I look forward to the answer. 
THe following is not mathematically helpful whatsoever.  Just some scribling I've been doing whilst flying around the place. 

I started trying to simplify it.
That at some point of time you would have turned n numbers.
the chance of the largest in that sample would be n/1000.
then the chance of the largest being the most recently turned in that sample would be 1/n.

So - surprise surprise, the chances of the largest being the most recently turned would be (n/1000) x (1/n) which simplifies to 1/1000 lol - ...  (0.1%) 

doh ...  big deal I found myself saying.

Not sure how you take account of the fact that , in the other cases (of these) where the most recent wasn't the largest   ( = (1- 1/n) (n/1000) ) - that after "n" you keep turning , hoping that the largest is not in the disclosed numbers.

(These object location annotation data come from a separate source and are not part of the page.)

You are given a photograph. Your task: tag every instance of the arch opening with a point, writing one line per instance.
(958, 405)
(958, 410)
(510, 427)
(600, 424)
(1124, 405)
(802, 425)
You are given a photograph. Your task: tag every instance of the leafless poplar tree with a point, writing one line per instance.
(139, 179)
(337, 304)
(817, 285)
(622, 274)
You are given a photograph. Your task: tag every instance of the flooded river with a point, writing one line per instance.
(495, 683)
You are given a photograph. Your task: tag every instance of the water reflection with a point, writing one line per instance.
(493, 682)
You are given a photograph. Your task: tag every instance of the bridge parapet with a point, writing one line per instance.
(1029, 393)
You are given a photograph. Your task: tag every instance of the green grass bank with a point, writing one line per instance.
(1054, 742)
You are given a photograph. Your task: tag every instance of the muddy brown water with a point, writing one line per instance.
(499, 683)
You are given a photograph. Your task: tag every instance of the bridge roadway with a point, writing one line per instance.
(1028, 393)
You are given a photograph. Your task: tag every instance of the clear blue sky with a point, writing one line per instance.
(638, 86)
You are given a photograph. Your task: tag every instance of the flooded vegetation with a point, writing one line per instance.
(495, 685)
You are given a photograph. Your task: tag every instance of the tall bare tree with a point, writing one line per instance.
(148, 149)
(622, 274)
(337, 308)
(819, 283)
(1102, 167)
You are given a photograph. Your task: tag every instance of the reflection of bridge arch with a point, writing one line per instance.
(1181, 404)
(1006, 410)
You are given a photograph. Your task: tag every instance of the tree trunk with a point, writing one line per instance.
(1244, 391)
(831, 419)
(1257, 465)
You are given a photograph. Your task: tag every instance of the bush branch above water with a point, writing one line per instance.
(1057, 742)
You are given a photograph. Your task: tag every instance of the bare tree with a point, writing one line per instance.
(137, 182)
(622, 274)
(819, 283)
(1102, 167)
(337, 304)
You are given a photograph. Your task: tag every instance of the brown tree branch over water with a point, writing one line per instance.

I thought 67% was a bit too much risk that you'd blown it already. 

Pure guesswork ( compare betting on one column of the roulette wheel) , my gut feel is that it is about the 33% mark,  that you turn up 333 of them, then continue until (as others have said) you get a bigger number than all the numbers to date = the biggest in the upturned pack. THen stop.  

That way ( stopping at the first opportunity after the third point) you only have 1/3 chance that you've blown it and gone too far.  And you could well get the largest  number/card at around the 50% mark - not that there's any logical reason it has to be in the middle of the pack, lol.

Sorry very unmathematical here, just playing around with numbers and thoughts - and approximations.  ( the same way I'd play roulette - if I were to get real pissed and play roulette that is ) 

PS But I wouldn't be surprised if it was after the second number as was suggested way back there somewhere. 

But it has been real challenging and fun in a masochistic way.  Sadomasochism - never have to say  you're sorry.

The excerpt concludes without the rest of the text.